The heart of the NASA programs has remained its shuttle fleet of four manned orbiters (COLUMBIA, DISCOVERY, ATLANTIS, ENDEAVOUR). By the end of the decade, the fleet will be almost 20 years old, and have flown over 150 missions. Although the shuttle was never able to meet it planned expectations of low cost and ready access to space, it was and is a marvelous manned technological machine that proved that a vehicle could be reusable and is laying the ground work for follow on manned spacecraft. The building blocks to space have always been a reusable shuttle, a Space Station, and manned expeditions to the Moon, Mars and beyond. NASA was finally able to initiate, design, build and start assembly of its International Space Station.
Part of the agreement with Congress over beginning the Station program was to bring in the international community to help defray costs, and this NASA was able to do. There are almost a dozen international partners on the program including Japan, ESA and Russia. In fact, Russia is supplying two of the first three major components of the station based on MIR designs and technology and the country's experience in operating Salyut and MIR for over 20 years. Russia will also supply Soyuz spacecraft to act as emergency escape vehicles for the station early on in the program. Assembly began in 1998 with the launch of the first component from Russia, and then in 1999 with the first American component. Anticipating the international Space Station, the United States began sending American astronauts to the MIR Space Station complex.
Interplanetary exploration had a mild resurgence in the 1990s. Two probes launched in 1989, Magellan to Venus and Galileo to Jupiter, reached their destinations in the 90s. Magellan arrived at Venus 1990 and began radar mapping operations soon thereafter. Magellan showed that Venus was more geologically active than previous thought. Galileo arrived at Jupiter in 1995, and began exploration of the Jovian system. This included release of a probe into Jupiter's atmosphere and with precise orbital maneuvers, exploration of the many moons of this large planet. In 1992, NASA launched its first probe to Mars in over 15 years, the Mars Observer. Unfortunately, two days before reaching Mars, the Observer went dead when controllers at the Jet Propulsion Lab (JPL) attempted some pressurization tests for the propulsion and attitude control systems. NASA also sent the last great interplanetary probe Cassini to Saturn in 1997. It will reach Saturn in the next century. Two new probes were designed and launched in 1996 on Delta expendable boosters, the Mars Pathfinder and the Mars Global Surveyor. The country watched with delight when the Mars Pathfinder successfully landed on the Red Planet, and released its Mars Rover to roam over the Martian terrain. Finally in 1997, NASA returned to the Moon with its Lunar Prospector.

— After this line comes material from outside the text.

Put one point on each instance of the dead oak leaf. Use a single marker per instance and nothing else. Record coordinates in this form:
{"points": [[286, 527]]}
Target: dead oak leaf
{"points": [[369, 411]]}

NASA maintained a healthy space science and earth applications programs during this time period. These satellites include: the Combined Release and Radiation Effects Satellite (CCRES) launched to perform a one-to-three year study of the earth's magnetic field; The Gamma Ray Observatory (GRO), the second in a series of four NASA Great Observatories, is a platform hosting four experiments that detect the gamma ray emissions of cataclysmic cosmic events (black holes, pulsars, quasars) during a 15-month sky survey mission; the Upper Atmosphere Research Satellite (UARS) was the first in a series of NASA environmental monitoring satellites; Extreme Ultraviolet Explorer (EUVE) was designed to study the heavens through the extreme ultraviolet (EUV) region of the electromagnetic spectrum; and Geotail was a scientific mission to explore the earth's geomagnetic tail and was cosponsored by NASA and the Japanese Institute of Space and Astronautical Science (ISAS). NASA also continued its advances in spacecraft technology with the Advanced Communications Technology Satellites (ACTS) which was a joint NASA, Defense Department and private industry venture.